Their name is long – Cooperative Educational Service Agencies. What they do is very simple. CESAs make it possible for schools, regardless of size, to work together to share staff and equipment, save money, and extend educational opportunity to all corners of the state and to all kinds of children. Each of the 12 CESAs serves the special and unique needs of schools and children in a particular area of Wisconsin. They do so without mandates, without levying taxes, and with virtually no direct state appropriations.
If a school cannot afford to hire a full-time teacher for a hearing-impaired student, it shares a CESA teacher with other schools in the area, paying only for the teacher time it needs. If a school district is too small to obtain volume discounts to purchase paper, supplies or computers- and, in some cases, even natural gas and employee insurance- it bands together with other area districts to buy through the CESA. If a student cannot take Calculus or Advanced Placement (AP) History at her own high school, she can take the course at another high school via a CESA-supported distance-learning network.

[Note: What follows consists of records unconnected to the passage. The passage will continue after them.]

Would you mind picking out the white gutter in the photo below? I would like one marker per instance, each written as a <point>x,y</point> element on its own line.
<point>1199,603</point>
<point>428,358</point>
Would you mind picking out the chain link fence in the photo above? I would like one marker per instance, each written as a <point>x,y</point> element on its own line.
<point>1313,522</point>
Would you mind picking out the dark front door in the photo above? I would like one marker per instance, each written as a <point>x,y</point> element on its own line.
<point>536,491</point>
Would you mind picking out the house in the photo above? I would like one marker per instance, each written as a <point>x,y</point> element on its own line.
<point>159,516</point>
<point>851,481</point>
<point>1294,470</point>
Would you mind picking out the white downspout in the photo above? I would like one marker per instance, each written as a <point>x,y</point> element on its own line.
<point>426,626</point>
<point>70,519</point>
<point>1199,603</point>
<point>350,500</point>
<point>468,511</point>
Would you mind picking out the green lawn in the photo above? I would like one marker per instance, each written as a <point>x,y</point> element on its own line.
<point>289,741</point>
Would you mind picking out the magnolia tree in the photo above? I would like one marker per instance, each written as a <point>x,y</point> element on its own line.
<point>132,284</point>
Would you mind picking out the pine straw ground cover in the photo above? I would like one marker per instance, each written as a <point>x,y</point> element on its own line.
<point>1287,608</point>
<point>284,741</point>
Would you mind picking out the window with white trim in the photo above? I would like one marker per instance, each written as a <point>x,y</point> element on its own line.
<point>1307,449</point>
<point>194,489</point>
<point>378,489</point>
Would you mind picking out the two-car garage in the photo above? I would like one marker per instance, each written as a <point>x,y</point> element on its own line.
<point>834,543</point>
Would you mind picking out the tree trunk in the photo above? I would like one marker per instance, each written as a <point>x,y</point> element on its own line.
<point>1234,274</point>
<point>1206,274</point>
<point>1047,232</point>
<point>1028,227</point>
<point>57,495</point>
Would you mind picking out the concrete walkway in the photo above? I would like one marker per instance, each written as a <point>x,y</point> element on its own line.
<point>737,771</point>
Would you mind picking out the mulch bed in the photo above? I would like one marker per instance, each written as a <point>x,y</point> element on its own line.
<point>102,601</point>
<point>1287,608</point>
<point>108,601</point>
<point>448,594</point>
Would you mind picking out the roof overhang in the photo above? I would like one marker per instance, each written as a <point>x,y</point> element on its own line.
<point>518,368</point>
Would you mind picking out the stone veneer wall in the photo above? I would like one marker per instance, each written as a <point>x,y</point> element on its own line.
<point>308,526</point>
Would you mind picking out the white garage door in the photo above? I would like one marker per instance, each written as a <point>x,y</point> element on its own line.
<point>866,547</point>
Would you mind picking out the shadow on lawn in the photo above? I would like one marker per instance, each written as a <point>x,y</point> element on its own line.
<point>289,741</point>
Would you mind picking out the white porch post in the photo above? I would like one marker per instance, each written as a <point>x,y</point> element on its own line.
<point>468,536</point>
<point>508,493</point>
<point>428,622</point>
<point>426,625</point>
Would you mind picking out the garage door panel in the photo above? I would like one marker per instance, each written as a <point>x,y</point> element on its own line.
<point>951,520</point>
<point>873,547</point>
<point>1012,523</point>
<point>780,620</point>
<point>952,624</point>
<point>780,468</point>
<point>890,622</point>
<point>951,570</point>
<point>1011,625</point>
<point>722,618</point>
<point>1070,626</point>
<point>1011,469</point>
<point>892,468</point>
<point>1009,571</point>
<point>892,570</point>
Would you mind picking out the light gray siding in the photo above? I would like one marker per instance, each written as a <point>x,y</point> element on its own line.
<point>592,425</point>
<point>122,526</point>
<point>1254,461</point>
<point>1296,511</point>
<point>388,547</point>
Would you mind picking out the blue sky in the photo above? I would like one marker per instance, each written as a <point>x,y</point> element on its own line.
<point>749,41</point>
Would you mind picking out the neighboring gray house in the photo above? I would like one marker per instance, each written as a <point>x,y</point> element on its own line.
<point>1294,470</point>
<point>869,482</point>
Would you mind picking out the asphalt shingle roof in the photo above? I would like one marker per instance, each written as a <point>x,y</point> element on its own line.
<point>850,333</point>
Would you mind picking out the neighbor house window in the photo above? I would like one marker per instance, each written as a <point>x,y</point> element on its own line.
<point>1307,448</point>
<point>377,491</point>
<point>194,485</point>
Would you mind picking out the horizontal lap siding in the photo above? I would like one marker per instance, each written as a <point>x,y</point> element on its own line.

Wisconsinites want and expect much from their schools. They want local control, equal access and value for their tax dollar. They want schools to cooperate and constantly strive for improvement. They want graduates to be well-trained, ready to contribute to the future prosperity of this special state. This is a lot to ask. Without CESAs, these goals would be difficult to attain; for some school districts, they would become almost impossible. With CESAs, however, Wisconsin can continue to have the outstanding schools it must have in the 21st Century. Truly, CESAs make it possible for Wisconsin to have the schools it wants- and deserves.